Illustrating Python multithreading vs multiprocessing

Apr 8, 2015

While adding multithreading support to a Python script, I found myself thinking again about the difference between multithreading and multiprocessing in the context of Python.

For the uninitiated, Python multithreading uses threads to do parallel processing. This is the most common way to do parallel work in many programming languages. But CPython has the Global Interpreter Lock (GIL), which means that no two Python statements (bytecodes, strictly speaking) can execute at the same time. So this form of parallelization is only helpful if most of your threads are either not actively doing anything (for example, waiting for input), or doing something that happens outside the GIL (for example launching a subprocess or doing a numpy calculation). Using threads is very lightweight, for example, the threads share memory space.

Python multiprocessing, on the other hand, uses multiple system level processes, that is, it starts up multiple instances of the Python interpreter. This gets around the GIL limitation, but obviously has more overhead.
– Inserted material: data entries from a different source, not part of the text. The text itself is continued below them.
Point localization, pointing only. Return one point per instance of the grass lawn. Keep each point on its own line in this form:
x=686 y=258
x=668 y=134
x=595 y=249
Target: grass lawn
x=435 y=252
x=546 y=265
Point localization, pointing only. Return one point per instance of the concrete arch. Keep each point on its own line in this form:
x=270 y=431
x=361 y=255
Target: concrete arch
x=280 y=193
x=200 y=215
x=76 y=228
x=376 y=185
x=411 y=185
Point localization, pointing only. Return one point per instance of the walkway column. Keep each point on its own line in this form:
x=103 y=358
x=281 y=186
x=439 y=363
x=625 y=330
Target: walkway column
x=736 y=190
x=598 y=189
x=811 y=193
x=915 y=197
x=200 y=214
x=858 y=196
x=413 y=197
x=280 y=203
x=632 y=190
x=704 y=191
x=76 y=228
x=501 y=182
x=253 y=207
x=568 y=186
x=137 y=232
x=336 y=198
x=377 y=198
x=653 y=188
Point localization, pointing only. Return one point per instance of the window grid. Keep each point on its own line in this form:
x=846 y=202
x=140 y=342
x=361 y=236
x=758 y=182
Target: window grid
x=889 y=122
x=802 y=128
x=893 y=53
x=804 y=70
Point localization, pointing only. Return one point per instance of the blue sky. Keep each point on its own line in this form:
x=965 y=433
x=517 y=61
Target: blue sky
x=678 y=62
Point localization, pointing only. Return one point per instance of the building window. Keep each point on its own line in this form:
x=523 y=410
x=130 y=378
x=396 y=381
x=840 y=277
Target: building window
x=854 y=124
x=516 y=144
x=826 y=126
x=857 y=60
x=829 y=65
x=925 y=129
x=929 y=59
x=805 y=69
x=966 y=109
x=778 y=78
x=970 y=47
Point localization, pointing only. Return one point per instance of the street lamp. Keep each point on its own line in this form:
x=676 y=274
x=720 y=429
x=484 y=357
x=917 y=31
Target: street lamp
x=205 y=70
In addition, communicating between processes is not as easy as reading and writing shared memory.

To illustrate the difference, I wrote two functions. The first is called idle and simply sleeps for two seconds. The second is called busy and computes a large sum. I ran each 15 times using 5 workers, once using threads and once using processes. Then I used matplotlib to visualize the results.

Here are the two idle graphs, which look essentially identical. (Although if you look closely, you can see that the multiprocess version is slightly slower.)

Idle threads. The tasks of each group run in parallel. Idle processes. The tasks of each group run in parallel.

And here are the two busy graphs. The threads are clearly not helping anything.

Busy threads. Each task run sequentially, despite multithreading. Busy processes. The tasks of each group run in parallel.

As is my custom these days, I did the computations in an iPython notebook.